[ExI] More Fermi Paradox

Anders Sandberg anders at aleph.se
Fri May 17 11:07:39 UTC 2013


On 2013-05-15 12:11, Eugen Leitl wrote:
> On Wed, May 15, 2013 at 11:52:28AM +0100, Anders Sandberg wrote:
>
>> You misunderstood me. I was just talking about the total amount of
>> stuff to colonize and whether it could form cohesive computational
> The total colonizable area is limited by how soon you start and
> how hard you travel. For us that would be something like
> 16+ GYrs, which is not too bad.

And it is the speed of travel that has the biggest effect. If you travel 
at v+w but start t units of time later than something travelling at v, 
you will catch up (in co-moving coordinate space) when (v+w)(T-t)=vT, or 
T=(1+v/w)t.
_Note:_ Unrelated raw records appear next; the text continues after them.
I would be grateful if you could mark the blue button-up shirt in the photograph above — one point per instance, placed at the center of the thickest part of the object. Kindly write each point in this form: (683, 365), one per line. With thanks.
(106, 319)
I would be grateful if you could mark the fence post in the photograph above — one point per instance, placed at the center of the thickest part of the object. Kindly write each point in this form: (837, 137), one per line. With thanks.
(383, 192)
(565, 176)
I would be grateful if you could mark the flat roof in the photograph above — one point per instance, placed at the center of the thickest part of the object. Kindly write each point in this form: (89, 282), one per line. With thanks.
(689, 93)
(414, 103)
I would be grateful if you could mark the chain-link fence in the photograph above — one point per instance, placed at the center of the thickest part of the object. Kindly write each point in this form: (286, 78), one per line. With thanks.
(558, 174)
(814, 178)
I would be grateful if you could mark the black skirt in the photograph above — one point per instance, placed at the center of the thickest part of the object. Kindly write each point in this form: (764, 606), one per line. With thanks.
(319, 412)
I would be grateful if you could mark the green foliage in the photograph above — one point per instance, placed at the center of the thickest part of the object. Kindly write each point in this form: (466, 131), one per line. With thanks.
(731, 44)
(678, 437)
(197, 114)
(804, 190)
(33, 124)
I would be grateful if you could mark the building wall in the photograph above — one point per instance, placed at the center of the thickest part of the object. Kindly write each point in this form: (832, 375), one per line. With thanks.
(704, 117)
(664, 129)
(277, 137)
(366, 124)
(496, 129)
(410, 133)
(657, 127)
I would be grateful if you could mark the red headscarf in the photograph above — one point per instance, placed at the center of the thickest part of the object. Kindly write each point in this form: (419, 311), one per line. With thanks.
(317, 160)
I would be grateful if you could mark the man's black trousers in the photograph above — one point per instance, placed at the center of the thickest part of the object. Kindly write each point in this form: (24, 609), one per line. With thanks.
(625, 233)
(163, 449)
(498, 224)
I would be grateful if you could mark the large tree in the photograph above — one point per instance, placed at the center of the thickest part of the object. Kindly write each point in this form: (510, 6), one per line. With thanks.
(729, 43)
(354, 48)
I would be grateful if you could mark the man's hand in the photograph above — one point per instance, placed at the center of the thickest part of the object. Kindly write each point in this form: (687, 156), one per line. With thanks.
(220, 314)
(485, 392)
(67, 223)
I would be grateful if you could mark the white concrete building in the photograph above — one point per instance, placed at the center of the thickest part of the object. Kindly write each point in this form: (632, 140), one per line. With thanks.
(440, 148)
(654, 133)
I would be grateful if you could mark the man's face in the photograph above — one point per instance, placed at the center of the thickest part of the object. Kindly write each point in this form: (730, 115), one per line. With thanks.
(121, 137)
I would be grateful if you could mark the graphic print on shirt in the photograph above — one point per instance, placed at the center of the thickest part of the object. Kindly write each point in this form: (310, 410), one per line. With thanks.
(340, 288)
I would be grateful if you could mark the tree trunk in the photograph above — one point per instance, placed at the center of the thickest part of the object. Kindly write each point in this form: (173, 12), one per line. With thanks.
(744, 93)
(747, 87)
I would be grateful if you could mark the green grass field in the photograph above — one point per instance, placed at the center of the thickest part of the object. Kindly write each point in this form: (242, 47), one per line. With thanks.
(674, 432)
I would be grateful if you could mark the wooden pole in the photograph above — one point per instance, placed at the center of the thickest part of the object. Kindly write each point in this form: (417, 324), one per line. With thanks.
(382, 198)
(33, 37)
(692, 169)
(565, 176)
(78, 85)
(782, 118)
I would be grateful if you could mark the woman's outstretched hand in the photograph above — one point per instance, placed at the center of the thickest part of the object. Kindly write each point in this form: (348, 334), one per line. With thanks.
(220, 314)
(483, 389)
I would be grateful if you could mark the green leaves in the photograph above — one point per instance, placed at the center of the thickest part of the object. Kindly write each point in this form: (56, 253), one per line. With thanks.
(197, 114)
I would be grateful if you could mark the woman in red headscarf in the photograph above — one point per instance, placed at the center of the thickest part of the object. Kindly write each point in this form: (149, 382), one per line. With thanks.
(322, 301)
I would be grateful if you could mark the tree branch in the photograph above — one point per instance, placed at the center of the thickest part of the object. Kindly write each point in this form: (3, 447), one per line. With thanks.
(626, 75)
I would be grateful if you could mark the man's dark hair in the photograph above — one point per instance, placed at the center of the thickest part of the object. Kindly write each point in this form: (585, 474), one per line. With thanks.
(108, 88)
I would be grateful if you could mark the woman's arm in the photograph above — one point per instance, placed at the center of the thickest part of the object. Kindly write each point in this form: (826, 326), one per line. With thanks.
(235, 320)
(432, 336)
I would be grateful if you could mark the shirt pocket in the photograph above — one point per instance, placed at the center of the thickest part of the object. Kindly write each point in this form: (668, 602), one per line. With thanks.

Since travel times to remote galaxies are in gigayears, even 
a fairly small w increment means you will sweep past the slower 
travellers long before the destination.

>> benefit from high refresh rates, although the vast mind will likely
>> have at least some serial components causing an Amdahl's law
>> slowdown.
> I disagree. There are no serial sections in biology, everything
> is asynchronous at the bottom. The top processes may appear
> serial (just as we're communicatinig now by a serial stream
> of ASCII), but that does not translate down weell.

No guarantee that there are no serial elements to the thought processes 
of the Highest Possible Level of Development intelligences.

I think the main problem is dependencies. M-brain A needs some data from 
M-brain B a lightyear away to continue its calculation, so it needs to 
delay for two years while waiting for it. Sure, the structure of the big 
computation has been optimized as far as possible, but it seems that 
many big problems have a messy structure that might preclude perfect 
optimization (since you do not yet know the path the calculation will 
take) and performing re-adjustments of what is stored where is costly.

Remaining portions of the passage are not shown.